If you have mixed feelings about 2016, then maybe you just aren’t in the right income bracket. While the past was another year of deepening wealth inequality for most of the U.S., the richest of the rich actually did very well. New data from Bloomberg suggests the world’s 200 richest people actually ended the year with $237 billion more than they had 12 months ago.
The biggest winner was Warren Buffett, who pocketed a cozy $11.8 billion over the course of the year. In other words, he made an average of $32 million a day. He wasn’t the only one. Bill Gates now has an estimated $91.5 billion, according to Bloomberg. To put that in perspective, in 2013 mic.com illustrated Gates’ wealth by pointing out it wouldn’t even be worth his time to pick up a $100 bill.
“A six percent rate of return would earn Gates roughly $114.16 per second he is alive, making it a poor investment for Bill Gates to bother picking up a $100 bill if he dropped it,” they noted. That was when Gates was worth a humble $72 billion; he’s added almost $20 billion to his wealth since then.
Yet the fun doesn’t stop there. The year 2017 could be even better than 2016 for the super rich, according to Dr. Brian Klaas from the London School of Economics. Speaking to the UK’s Independent, Klass suggested the administration of Donald Trump will likely find common ground with congressional Republicans on issues like “supply-side tax cuts, deregulation, and an erosion of the social safety net.”
“All three of those approaches are great for business titans, but awful for the working class base that was integral to his electoral victory,” he said.
Meanwhile, for the rest of us …
Speaking of the rest of us, new data has confirmed 2016 was yet another year of widening inequality and wage stagnation.
The latest report from the US National Bureau of Economic Research in December found that the rich are earning three times more than they did in the 1980s.

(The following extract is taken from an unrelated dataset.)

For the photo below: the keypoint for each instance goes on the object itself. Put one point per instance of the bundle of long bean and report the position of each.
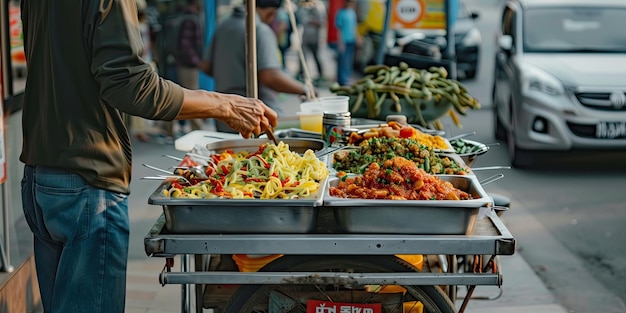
(414, 86)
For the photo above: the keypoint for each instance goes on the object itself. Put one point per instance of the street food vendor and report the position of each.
(84, 69)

However, the bottom 50 percent of income earners haven’t seen a pre-tax pay rise in over four decades. “Income has boomed at the top: in 1980, the top one percent adults earned on average 27 times more than bottom 50 percent adults, while they earn 81 times more today,” the report stated.
As the report’s authors, Thomas Piketty, Emmanuel Saez and Gabriel Zucman explained, this level of wealth inequality is the kind of thing you’d expect to see in the poorest of the poor developing nations.
“To understand how unequal the United States is today … this ratio of one to 81 is similar to the gap between the average income in the United States and the average income in the world’s poorest countries, among them the war-torn Democratic Republic of Congo, Central African Republic and Burundi,” they wrote.
Yet it’s the youngest Americans that have been hit hardest. According to The Equal Opportunity Project, half a century ago, nine out of 10 American workers could expect to earn more over their lifetimes than their parents. Today, only half will. According to the data, this decline in generational wealth income has little to do with weak economic growth.
“Most of the decline is due to the more unequal distribution of economic growth in recent decades rather than the slowdown in GDP growth,” they explained.
The ticking time bomb
All this wealth inequality could threaten to tear apart the fabric of our society, according to Nobel Peace laureate Mohammed Yunus. In November, he warned rising inequality is creating tension, particularly at the bottom end of the economic spectrum.
“Wealth has become concentrated in just a few places in the world … it’s a ticking time bomb and a great danger to the world,” he said. Indeed, wealth inequality isn’t just a U.S. problem.
A 2016 Oxfam Study found that while the wealth of the richest 62 people in the world has increased by 44 percent since 2010, the poorest 3.5 billion people have lost 41 percent of their income over the same period. The Change Readiness Index from KPMG and Oxford Economics has repeatedly warned that wealth inequality is one of the biggest destabilizing forces in the world today. They’ve argued uneven economic development doesn’t reduce poverty as well as evenly distributed growth. Even the International Monetary Fund has admitted the long-standing policy dogma “trickle down economics” simply doesn’t work, with inequality potentially weakening an economy.
“Specifically, if the income share of the top 20 percent increases, then GDP growth actually declined over the medium term, suggesting that the benefits do not trickle down,” a group of IMF researchers concluded in a landmark study on inequality last year.
Yunus also argued the tension created by this wealth inequality can be exploited by “unscrupulous” politicians.“You don’t trust other people, so you build walls,” he said, alluding to Trump’s vow to build a wall along the US/Mexico border.
So what do you think? Is wealth inequality a social time bomb or should we just accept that we’ll always have rich and poor people?